More than two years ago, Yale announced it was planning to invest $500 million in Yale School of Medicine facilities over the next decade.
With the completion of the $176.6 million Congress Avenue facility scheduled for November, the investment will soon start to pay tangible dividends.
The facility, which will have six new floors with both teaching and cutting-edge laboratory facilities, will increase the medical school’s laboratory space by 25 percent, School of Medicine Chief Operating Officer Irwin Birnbaum said.
“This is a significant start at looking into future of medicine from all angles: genetics, immunobiology, pulmonology,” Birnbaum said.
Virginia Chapman, the project management director at the School of Medicine, said that finishing the building has kept the school’s facilities office occupied.

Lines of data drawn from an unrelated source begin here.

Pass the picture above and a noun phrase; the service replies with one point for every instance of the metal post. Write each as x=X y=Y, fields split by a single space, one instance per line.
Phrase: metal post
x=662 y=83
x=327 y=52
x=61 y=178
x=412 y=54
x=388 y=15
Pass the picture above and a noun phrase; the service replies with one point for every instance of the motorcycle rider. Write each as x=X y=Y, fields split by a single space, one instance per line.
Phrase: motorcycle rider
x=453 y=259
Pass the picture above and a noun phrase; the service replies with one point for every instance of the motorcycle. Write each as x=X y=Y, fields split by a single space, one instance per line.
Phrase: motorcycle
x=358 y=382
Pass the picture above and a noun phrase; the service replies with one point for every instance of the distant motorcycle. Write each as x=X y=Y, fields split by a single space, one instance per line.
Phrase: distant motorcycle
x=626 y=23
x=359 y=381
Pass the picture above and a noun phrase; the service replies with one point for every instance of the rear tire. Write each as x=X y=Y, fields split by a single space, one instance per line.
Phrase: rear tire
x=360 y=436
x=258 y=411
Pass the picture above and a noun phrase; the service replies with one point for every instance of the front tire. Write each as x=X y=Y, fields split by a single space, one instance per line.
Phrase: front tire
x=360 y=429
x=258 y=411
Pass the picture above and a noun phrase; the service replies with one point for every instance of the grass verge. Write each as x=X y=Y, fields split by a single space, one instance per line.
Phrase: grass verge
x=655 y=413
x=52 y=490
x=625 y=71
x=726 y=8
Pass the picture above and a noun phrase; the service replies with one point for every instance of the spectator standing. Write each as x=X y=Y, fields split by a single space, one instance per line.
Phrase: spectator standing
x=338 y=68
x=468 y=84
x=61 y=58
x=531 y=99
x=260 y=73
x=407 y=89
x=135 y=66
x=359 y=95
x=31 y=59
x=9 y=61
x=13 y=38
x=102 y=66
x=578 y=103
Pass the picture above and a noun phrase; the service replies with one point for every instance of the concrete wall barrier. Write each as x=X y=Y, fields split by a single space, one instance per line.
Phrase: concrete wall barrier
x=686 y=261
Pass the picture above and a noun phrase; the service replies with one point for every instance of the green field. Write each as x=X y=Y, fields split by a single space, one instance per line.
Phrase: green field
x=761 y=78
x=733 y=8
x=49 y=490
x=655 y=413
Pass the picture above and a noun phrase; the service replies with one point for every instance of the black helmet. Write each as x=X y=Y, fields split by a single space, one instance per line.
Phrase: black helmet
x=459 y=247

“[The] Congress Avenue building is moving along on schedule and on budget,” Chapman said. “It’s due for completion in November 2002, but [we] won’t occupy it until March 2003.”

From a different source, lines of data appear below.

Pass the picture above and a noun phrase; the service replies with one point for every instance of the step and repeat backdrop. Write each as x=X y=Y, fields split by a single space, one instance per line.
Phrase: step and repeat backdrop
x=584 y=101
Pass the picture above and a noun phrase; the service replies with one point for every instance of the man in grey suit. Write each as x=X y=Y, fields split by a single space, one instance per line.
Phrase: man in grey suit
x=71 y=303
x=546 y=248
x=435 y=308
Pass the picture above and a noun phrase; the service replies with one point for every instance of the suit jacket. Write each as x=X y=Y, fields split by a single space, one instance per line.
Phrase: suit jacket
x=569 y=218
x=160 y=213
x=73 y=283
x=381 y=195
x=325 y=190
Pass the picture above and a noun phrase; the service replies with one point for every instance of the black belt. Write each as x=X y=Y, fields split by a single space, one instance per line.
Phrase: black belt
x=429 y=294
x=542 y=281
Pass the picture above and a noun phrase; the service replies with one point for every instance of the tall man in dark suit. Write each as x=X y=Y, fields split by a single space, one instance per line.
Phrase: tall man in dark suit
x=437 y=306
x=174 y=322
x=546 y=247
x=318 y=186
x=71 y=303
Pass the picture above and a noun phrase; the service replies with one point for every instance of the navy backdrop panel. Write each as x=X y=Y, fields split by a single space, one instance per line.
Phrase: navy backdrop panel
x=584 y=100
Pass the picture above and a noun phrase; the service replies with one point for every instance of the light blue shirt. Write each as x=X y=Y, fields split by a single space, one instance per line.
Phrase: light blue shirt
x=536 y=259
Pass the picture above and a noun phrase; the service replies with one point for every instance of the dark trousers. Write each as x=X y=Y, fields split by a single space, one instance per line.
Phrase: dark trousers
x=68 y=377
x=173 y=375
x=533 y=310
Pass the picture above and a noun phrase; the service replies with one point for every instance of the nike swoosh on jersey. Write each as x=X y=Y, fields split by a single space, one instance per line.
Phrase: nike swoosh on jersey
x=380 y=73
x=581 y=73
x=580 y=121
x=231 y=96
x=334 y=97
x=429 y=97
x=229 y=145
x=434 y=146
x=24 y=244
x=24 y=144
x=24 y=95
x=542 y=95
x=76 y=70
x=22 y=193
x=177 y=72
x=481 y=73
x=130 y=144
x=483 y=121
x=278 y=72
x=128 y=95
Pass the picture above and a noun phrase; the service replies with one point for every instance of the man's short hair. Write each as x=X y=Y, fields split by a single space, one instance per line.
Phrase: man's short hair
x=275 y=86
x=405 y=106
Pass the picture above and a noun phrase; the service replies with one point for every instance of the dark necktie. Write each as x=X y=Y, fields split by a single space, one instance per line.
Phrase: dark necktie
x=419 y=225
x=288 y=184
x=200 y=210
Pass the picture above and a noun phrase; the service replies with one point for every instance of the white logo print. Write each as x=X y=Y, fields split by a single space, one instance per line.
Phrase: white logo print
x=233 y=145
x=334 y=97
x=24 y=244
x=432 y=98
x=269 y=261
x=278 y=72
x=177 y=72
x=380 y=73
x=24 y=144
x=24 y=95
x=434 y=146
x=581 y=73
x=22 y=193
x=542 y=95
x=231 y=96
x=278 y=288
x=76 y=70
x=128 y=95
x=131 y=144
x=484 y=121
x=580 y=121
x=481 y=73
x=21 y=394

In addition to the work at the Congress Avenue facility, a number of other renovations are ongoing.
“The Congress Avenue building is out of the ordinary,” Chapman said. “Our normal diet of work involves some new additions and renovations to existing laboratories. Every year we will probably do $30 or 40 million over the next 10 years.”
There also are renovations progressing on the B and C wings of the School of Medicine.
Chapman said the school is building a three-floor extension building to attach to the B wing, and added that the addition will include state-of-the-art pharmacology facilities with laboratory and office spaces. The building will cost $14.5 million.
The school already renovated the first floor of the B wing.
The C wing renovation involves a complete gutting of existing facilities on the second floor and the creation of state-of-the-art facilities for cell biology research. The renovation will cost $7.75 million and is scheduled for completion late in the summer, Chapman said.
Yale made the $500 million investment in February 2000, with Yale President Richard Levin saying that he hoped the plan would keep the University at the forefront of biomedical engineering.
The announcement of the investment in the School of Medicine came just a month after the announcement of a $500 million dollar expansion plan in science and engineering.